Redefine `natural_frequencies` (which corresponds to $\vec{\omega}$) by performing the change of variables in step i of part a.

#### iii)
Set times and X to be the outputs from running the model with initial_phase and natural_frequencies for the graph G for 30 units of time with c=4.

#### iv)
The following code generates `L`:



In [None]:
A = nx.to_numpy_matrix(G)

d = []
for node in range(G.order()):

    d.append(G.degree(node))

D = np.diag(d)


L = D-A

Use  



In [None]:
R, W = scipy.linalg.eig(L)

to find a vector of the eigenvalues R and a matrix of the corresponding eigenvectors W. Each column of W is the eigenvector for the corresponding entry of the eigenvalue in R.
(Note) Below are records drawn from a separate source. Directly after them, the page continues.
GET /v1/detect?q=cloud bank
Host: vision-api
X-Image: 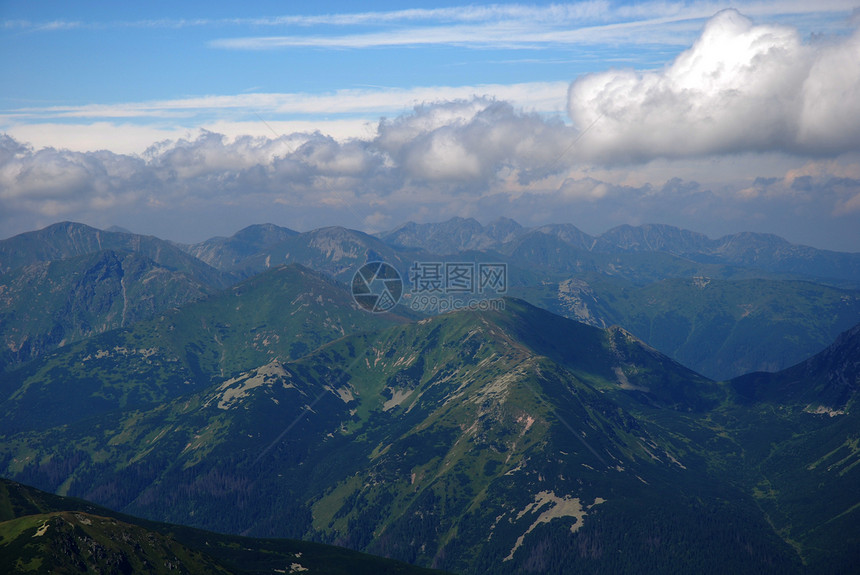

[568,10,860,162]
[5,11,860,251]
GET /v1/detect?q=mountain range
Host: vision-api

[0,479,441,575]
[0,218,860,380]
[0,220,860,573]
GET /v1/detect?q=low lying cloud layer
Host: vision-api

[568,10,860,162]
[0,11,860,251]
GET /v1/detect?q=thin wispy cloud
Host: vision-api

[0,82,568,121]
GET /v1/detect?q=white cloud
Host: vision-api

[568,10,860,162]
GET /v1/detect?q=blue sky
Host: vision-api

[0,0,860,251]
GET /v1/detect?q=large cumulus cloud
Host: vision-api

[568,10,860,162]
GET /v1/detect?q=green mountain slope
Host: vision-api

[514,273,860,380]
[0,250,213,372]
[715,325,860,573]
[0,479,450,575]
[0,266,402,433]
[0,300,812,573]
[181,224,298,271]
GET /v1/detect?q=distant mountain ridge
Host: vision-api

[0,222,230,287]
[378,218,860,282]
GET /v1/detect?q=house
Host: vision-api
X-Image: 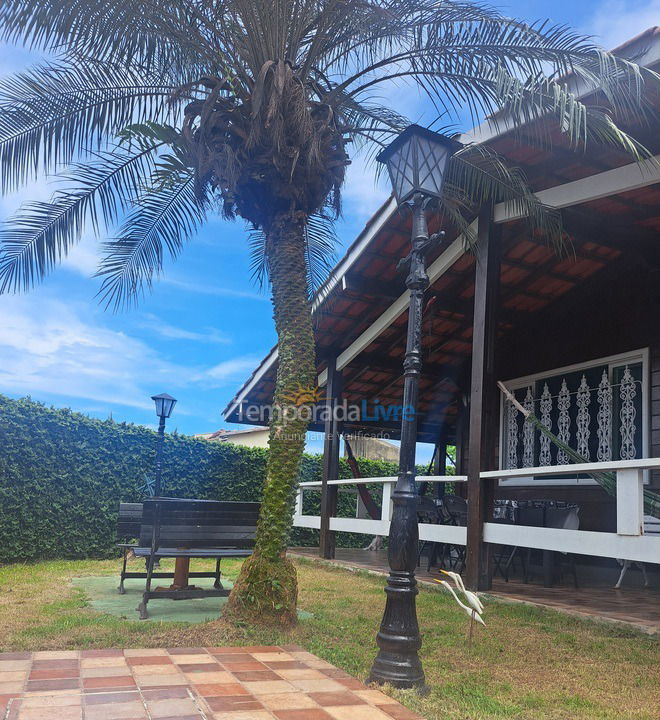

[225,28,660,589]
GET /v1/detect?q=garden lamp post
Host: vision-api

[369,125,460,688]
[151,393,176,497]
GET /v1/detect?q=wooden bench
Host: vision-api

[117,503,147,595]
[135,498,260,620]
[117,503,231,595]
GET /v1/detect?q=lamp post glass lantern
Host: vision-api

[369,125,460,688]
[151,393,176,497]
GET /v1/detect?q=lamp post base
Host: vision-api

[367,570,425,689]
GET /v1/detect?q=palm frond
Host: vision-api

[0,143,162,294]
[0,62,176,192]
[445,145,564,249]
[97,174,206,310]
[0,0,193,67]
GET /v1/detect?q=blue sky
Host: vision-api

[0,0,660,447]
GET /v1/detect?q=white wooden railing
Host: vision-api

[293,458,660,563]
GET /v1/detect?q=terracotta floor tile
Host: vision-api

[252,652,293,663]
[131,663,179,677]
[80,648,124,658]
[265,660,309,671]
[21,693,82,708]
[84,688,141,706]
[82,675,135,690]
[277,668,327,680]
[378,703,424,720]
[0,670,27,682]
[195,683,248,698]
[80,665,130,678]
[124,648,167,658]
[232,670,281,682]
[327,705,392,720]
[186,670,235,685]
[222,660,270,672]
[126,655,172,667]
[355,688,397,705]
[177,663,222,673]
[291,678,346,693]
[0,646,419,720]
[309,690,365,707]
[17,707,82,720]
[212,652,257,664]
[167,648,207,655]
[205,695,263,712]
[259,692,316,711]
[32,650,80,660]
[147,698,199,720]
[170,653,213,665]
[235,645,282,655]
[32,658,79,670]
[85,700,149,720]
[206,645,247,655]
[142,685,189,700]
[273,708,332,720]
[29,668,80,680]
[80,655,128,672]
[23,688,80,697]
[25,678,80,692]
[133,674,188,687]
[0,660,32,682]
[213,710,275,720]
[243,680,292,695]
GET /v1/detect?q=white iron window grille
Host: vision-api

[500,351,649,485]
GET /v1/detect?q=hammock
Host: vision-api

[497,382,660,518]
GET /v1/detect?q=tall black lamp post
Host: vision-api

[151,393,176,497]
[369,125,460,688]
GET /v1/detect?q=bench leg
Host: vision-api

[213,558,222,590]
[135,553,155,620]
[117,548,128,595]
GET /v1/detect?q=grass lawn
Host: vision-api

[0,560,660,720]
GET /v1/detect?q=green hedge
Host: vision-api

[0,395,396,562]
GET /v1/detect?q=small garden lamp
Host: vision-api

[369,125,461,688]
[376,125,461,205]
[151,393,176,497]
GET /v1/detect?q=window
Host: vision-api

[500,350,649,485]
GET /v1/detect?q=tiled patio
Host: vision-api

[0,647,421,720]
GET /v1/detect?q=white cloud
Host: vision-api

[587,0,660,50]
[0,295,198,409]
[342,156,390,219]
[160,276,269,302]
[138,313,232,345]
[202,355,262,384]
[60,237,99,277]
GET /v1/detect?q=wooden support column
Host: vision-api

[319,358,342,560]
[465,206,501,590]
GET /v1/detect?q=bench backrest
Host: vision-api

[117,503,142,540]
[140,498,260,548]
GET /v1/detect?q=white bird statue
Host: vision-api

[436,580,486,627]
[435,570,486,647]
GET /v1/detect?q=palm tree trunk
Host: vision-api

[227,213,316,623]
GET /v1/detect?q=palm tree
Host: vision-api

[0,0,656,621]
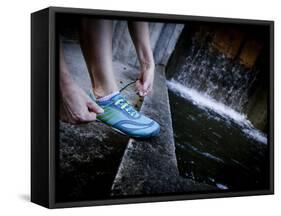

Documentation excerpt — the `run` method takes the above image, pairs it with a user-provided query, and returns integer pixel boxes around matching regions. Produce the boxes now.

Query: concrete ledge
[111,66,209,196]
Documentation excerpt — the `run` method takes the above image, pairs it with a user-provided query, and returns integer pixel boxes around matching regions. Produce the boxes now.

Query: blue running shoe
[96,93,160,138]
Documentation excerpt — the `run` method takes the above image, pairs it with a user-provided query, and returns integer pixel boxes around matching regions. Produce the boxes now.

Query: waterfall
[173,31,259,112]
[167,28,267,143]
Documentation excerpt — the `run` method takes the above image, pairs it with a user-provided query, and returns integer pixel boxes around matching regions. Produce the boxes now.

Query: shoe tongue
[97,93,123,106]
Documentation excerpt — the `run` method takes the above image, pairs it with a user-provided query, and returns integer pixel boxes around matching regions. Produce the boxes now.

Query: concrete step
[57,43,212,201]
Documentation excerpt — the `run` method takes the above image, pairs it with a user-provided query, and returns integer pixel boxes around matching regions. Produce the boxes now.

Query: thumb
[87,101,104,113]
[84,112,96,122]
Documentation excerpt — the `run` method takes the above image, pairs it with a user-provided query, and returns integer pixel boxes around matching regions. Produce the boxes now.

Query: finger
[87,101,104,113]
[83,112,96,122]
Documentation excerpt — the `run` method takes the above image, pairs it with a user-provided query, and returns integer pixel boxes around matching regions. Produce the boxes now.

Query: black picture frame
[31,7,274,208]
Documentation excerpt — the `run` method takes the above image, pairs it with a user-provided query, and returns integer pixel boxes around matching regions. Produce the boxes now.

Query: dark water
[168,83,269,191]
[173,28,260,112]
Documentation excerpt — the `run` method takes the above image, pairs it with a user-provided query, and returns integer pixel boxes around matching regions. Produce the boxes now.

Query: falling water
[168,30,267,143]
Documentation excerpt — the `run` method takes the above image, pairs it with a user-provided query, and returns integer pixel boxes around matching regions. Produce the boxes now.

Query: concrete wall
[61,20,184,67]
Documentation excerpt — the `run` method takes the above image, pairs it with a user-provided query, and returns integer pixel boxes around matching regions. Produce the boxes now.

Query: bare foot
[136,62,155,97]
[60,80,103,124]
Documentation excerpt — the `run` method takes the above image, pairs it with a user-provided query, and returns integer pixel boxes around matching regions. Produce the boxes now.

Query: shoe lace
[114,98,137,117]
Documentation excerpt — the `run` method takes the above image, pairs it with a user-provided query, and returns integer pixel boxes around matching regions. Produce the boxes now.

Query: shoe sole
[96,119,160,139]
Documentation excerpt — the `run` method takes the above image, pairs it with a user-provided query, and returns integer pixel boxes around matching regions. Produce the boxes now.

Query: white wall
[0,0,281,216]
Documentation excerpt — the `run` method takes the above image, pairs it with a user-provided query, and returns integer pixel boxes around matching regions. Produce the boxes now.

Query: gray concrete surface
[111,66,210,196]
[58,43,212,201]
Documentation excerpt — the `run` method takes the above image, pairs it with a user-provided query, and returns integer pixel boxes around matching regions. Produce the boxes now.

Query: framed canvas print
[31,7,274,208]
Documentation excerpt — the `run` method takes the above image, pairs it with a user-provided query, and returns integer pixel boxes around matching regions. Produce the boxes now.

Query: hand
[136,63,155,97]
[60,82,103,124]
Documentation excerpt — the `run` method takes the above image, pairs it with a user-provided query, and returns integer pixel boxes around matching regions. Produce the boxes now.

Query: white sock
[97,91,119,102]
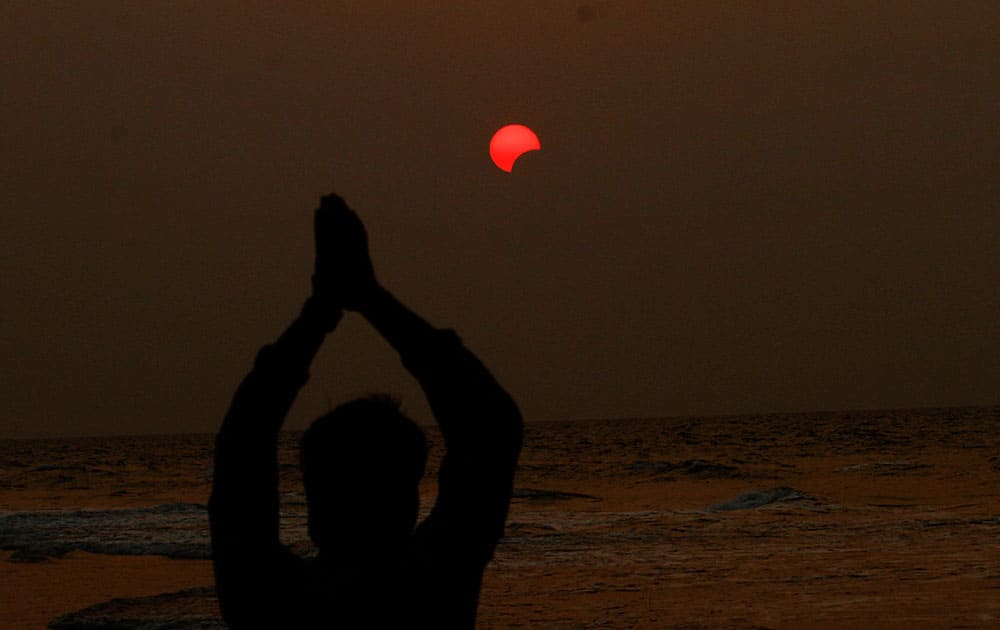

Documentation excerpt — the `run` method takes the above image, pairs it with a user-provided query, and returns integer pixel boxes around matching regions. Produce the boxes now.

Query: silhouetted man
[209,195,522,628]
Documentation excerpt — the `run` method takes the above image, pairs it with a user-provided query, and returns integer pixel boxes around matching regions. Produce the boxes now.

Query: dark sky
[0,0,1000,437]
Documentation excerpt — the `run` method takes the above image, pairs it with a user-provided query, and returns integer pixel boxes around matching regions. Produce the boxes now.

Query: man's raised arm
[209,198,342,627]
[317,198,522,566]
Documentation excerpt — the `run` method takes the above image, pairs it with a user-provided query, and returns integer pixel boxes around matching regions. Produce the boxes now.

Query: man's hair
[301,394,427,495]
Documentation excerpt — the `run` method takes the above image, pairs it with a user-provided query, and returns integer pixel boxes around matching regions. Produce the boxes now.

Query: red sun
[490,125,542,173]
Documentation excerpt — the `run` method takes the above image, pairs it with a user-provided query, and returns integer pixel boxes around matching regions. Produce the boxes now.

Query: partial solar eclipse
[490,125,542,173]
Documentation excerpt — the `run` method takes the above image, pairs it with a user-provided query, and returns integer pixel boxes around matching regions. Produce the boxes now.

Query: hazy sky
[0,0,1000,437]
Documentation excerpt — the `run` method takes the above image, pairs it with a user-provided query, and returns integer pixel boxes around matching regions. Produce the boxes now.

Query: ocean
[0,407,1000,628]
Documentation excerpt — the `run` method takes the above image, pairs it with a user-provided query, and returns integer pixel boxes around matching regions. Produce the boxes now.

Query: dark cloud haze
[0,0,1000,437]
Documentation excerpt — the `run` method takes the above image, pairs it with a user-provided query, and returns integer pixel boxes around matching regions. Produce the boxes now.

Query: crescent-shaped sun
[490,125,542,173]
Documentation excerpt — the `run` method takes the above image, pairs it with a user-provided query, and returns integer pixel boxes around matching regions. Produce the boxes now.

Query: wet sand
[0,408,1000,628]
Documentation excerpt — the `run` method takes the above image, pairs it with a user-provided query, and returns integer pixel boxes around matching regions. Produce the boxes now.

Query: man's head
[301,395,427,549]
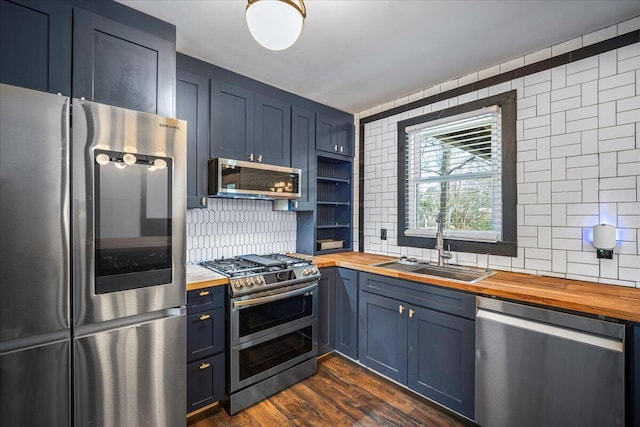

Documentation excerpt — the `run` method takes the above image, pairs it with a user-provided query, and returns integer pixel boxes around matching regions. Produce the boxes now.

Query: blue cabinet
[254,93,291,166]
[407,304,475,418]
[210,80,257,160]
[0,0,71,96]
[176,69,210,209]
[72,8,176,117]
[316,114,354,157]
[358,273,475,419]
[210,79,291,166]
[358,292,407,385]
[187,286,226,413]
[629,324,640,427]
[318,267,336,355]
[291,106,317,211]
[335,268,358,360]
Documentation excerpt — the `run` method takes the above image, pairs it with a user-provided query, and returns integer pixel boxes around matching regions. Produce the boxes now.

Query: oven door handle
[233,283,318,309]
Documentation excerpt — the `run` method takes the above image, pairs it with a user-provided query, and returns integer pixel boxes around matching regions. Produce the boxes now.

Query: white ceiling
[117,0,640,113]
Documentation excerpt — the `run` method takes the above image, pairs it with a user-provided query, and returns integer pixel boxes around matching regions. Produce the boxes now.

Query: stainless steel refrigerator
[0,84,186,427]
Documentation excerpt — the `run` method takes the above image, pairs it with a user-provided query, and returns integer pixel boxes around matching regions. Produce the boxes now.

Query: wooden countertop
[187,265,229,291]
[299,252,640,322]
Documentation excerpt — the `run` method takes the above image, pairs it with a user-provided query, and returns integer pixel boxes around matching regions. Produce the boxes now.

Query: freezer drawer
[0,339,71,426]
[74,310,187,427]
[475,297,625,427]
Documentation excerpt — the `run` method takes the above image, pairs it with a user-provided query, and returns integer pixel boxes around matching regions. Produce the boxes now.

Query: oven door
[229,281,318,346]
[229,319,318,393]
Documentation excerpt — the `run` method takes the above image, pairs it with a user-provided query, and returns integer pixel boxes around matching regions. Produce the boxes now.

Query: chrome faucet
[435,212,451,266]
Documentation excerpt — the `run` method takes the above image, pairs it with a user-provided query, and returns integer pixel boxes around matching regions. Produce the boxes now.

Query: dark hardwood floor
[188,354,474,427]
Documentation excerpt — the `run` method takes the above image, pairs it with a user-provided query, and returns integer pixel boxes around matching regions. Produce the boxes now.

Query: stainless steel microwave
[209,158,301,200]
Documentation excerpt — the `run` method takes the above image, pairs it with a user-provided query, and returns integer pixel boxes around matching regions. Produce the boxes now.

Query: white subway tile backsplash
[618,16,640,36]
[566,115,598,132]
[598,101,616,128]
[360,36,640,286]
[599,50,618,78]
[598,84,636,102]
[616,108,640,125]
[567,67,598,86]
[567,56,598,75]
[618,56,640,72]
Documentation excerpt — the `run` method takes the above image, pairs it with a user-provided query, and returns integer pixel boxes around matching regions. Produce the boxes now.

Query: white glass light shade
[96,153,111,166]
[122,153,137,165]
[245,0,306,50]
[153,159,167,170]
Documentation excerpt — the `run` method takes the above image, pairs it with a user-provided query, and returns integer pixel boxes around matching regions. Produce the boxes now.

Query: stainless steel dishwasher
[475,297,625,427]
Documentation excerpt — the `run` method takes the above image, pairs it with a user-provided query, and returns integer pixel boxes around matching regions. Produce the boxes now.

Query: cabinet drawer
[187,354,225,413]
[187,286,226,313]
[360,273,476,319]
[187,308,224,361]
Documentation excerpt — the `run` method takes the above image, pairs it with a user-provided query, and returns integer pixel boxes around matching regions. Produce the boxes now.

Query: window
[398,92,517,256]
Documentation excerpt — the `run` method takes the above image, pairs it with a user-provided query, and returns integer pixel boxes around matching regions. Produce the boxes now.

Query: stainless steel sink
[374,259,495,284]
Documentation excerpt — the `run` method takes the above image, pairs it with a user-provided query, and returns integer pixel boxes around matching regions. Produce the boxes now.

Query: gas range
[201,254,320,297]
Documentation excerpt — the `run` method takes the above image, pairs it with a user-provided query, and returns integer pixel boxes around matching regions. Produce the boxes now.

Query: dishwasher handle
[476,308,624,353]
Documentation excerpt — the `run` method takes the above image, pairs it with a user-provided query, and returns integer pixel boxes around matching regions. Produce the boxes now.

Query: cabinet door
[316,113,338,153]
[335,268,358,360]
[187,308,225,362]
[630,324,640,426]
[182,353,225,414]
[73,8,176,117]
[210,80,255,160]
[358,292,408,385]
[176,70,209,208]
[253,93,291,166]
[338,123,355,157]
[318,268,336,355]
[291,106,317,211]
[0,0,71,96]
[408,306,475,419]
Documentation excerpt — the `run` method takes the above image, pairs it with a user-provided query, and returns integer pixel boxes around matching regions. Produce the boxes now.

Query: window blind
[405,106,502,242]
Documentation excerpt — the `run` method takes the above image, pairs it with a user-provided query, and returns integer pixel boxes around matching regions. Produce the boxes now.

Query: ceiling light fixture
[245,0,307,50]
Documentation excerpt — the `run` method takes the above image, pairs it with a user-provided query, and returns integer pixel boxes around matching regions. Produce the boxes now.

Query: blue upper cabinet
[255,93,291,166]
[0,0,71,96]
[316,114,354,157]
[211,80,291,166]
[211,80,257,160]
[176,69,210,208]
[291,106,317,211]
[72,8,176,116]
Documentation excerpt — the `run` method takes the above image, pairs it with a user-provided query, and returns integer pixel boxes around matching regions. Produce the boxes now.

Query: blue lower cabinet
[187,286,226,413]
[358,273,475,419]
[358,292,407,385]
[187,308,224,361]
[335,268,358,360]
[407,306,475,419]
[187,353,225,412]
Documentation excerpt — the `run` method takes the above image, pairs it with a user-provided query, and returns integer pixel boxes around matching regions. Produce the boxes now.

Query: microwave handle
[233,282,317,309]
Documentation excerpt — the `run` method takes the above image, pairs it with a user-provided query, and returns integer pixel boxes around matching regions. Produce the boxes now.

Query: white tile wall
[187,199,296,264]
[354,17,640,288]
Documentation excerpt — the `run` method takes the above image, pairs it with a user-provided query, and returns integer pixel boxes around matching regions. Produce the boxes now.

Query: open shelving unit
[315,157,353,255]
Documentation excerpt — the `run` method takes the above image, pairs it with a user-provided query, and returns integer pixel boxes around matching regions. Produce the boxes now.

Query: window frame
[397,90,518,257]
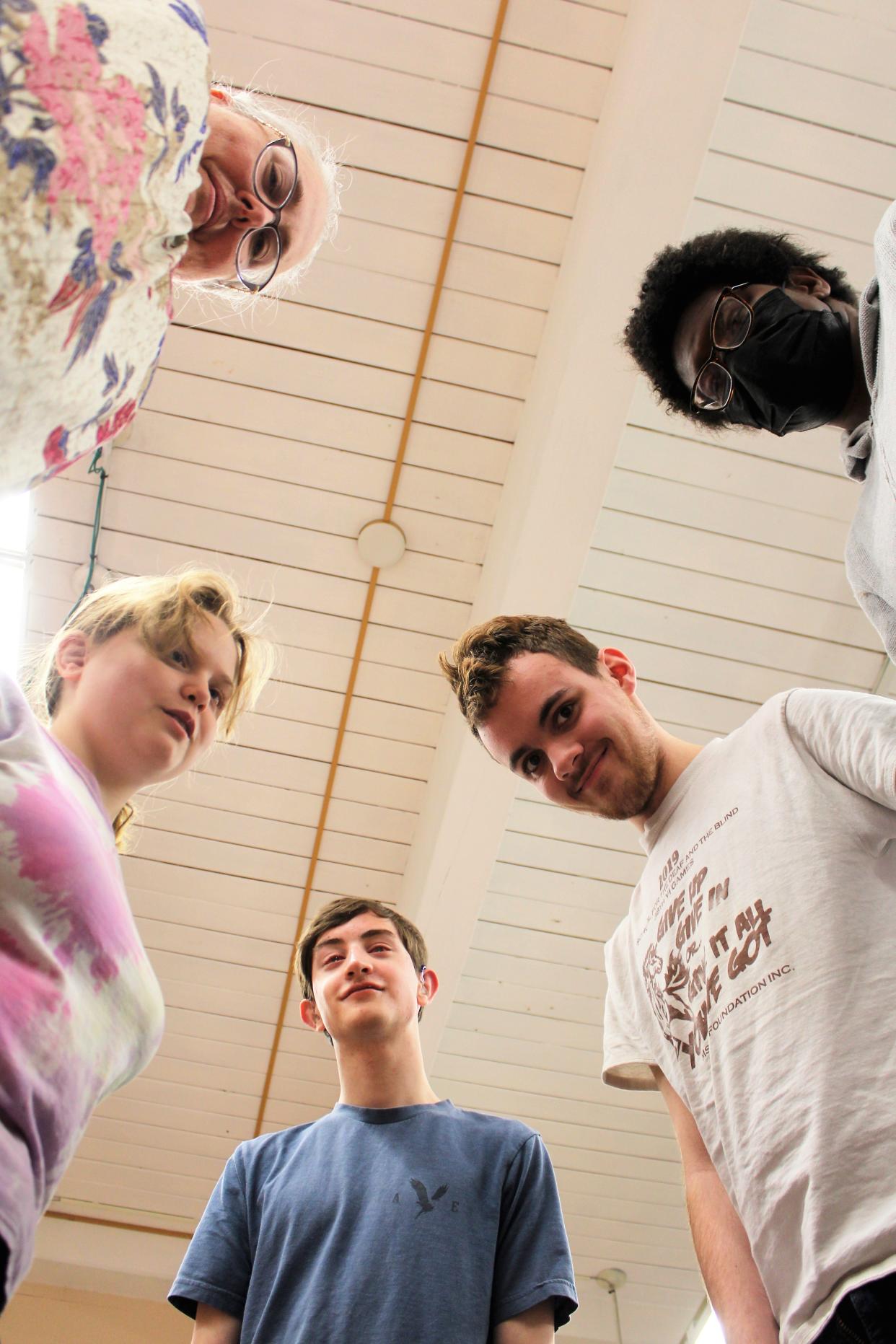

`W` and `R` are real, but numpy stores them as complex numbers (with machine precision level imaginary parts).  Let's convert them to reals.



In [None]:
W = np.real(W)
R = np.real(R)

You can find the coefficients $\beta_i$ by

In [None]:
Omegas = np.array([natural_frequencies[node] for node in range(G.order())])
Betas = np.linalg.solve(W, Omegas)


Use this information to calculate your expression in step viii of Part a, saving it in a vector named `prediction`.

#### v)

Now plot your phases (without displaying them) using `plot_phases`

and use

In [None]:
plt.plot([40]*G.order(), prediction, '.')
plt.show()

To plot your predictions as dots at time $40$.

Are these a reasonable fit (perhaps shifted vertically a small amount)?

In fact, our prediction doesn't just tell us what happens for large times.  When we include the terms that decay as $t \to \infty$, we get a prediction about all time.  I haven't included that in this problem simply because it requires a little more technical effort to plot, but if you're interested you can probably work out how to plot the full time predictions and compare them with the true solutions.